After months of promising work to see if the shared compact car platform being developed for the Chrysler Group and Mitsubishi Motors Corp. can be stretched to include midsize cars, the final decision is within sight.

“We're pretty close,” Chrysler Chief Operating Officer Wolfgang Bernhard tells Ward's. “It looks very good.”

The plan was for one shared platform for C-segment cars (Dodge Neon and Mitsubishi Lancer) and a second shared platform for the larger D segment (Dodge Stratus/Chrysler Sebring and Mitsubishi Galant/Eclipse). If combined, it would create four distinct platforms and nine models.

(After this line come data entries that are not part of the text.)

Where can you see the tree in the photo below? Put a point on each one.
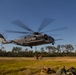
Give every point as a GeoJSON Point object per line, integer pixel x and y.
{"type": "Point", "coordinates": [58, 49]}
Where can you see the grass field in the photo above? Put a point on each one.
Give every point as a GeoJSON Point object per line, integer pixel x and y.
{"type": "Point", "coordinates": [31, 66]}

“What we're looking for is whether there are opportunities to use the same (C-segment) architecture,” says Bernhard. It would be a front-wheel-drive, east/west engine layout, he says, to accommodate a V-6 for the larger cars, in addition to the inline 4-cyl. slated for the smaller cars.

Stretching the platform “means the front structure basically stays the same but you increase the rails to get the V-6 in there, and then putting a lot more space in the middle section of the vehicle, so you can get a bigger vehicle out of it,” says Bernhard.

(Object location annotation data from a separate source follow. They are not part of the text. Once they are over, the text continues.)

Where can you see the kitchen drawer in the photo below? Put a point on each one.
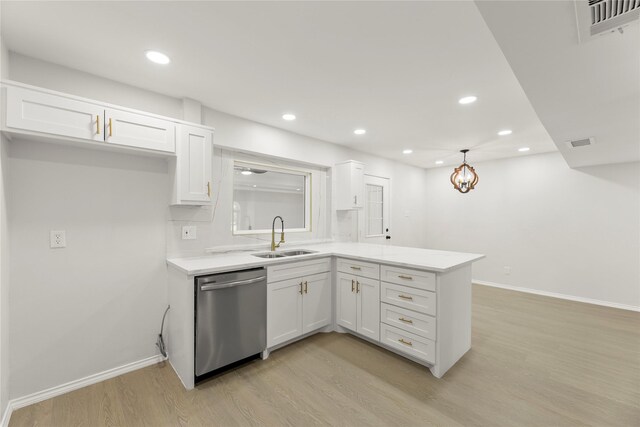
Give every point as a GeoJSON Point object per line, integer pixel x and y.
{"type": "Point", "coordinates": [409, 277]}
{"type": "Point", "coordinates": [295, 269]}
{"type": "Point", "coordinates": [359, 268]}
{"type": "Point", "coordinates": [407, 320]}
{"type": "Point", "coordinates": [411, 344]}
{"type": "Point", "coordinates": [411, 298]}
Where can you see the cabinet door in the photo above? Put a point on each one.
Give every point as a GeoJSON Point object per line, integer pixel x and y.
{"type": "Point", "coordinates": [346, 304]}
{"type": "Point", "coordinates": [368, 308]}
{"type": "Point", "coordinates": [316, 302]}
{"type": "Point", "coordinates": [195, 147]}
{"type": "Point", "coordinates": [137, 130]}
{"type": "Point", "coordinates": [284, 311]}
{"type": "Point", "coordinates": [53, 114]}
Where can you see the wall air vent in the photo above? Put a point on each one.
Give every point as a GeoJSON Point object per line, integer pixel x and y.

Mitsubishi CEO Rolf Eckrodt confirms the project and says the Japanese brand would use the I-4 for smaller cars and the V-6 for midsize cars. He says Mitsubishi is considering a continuously variable transmission for the C-segment cars, but not yet for the D-segment.

DC Chairman Juergen Schrempp has put the numbers at 500,000 units for the C segment and 550,000 for the D segment.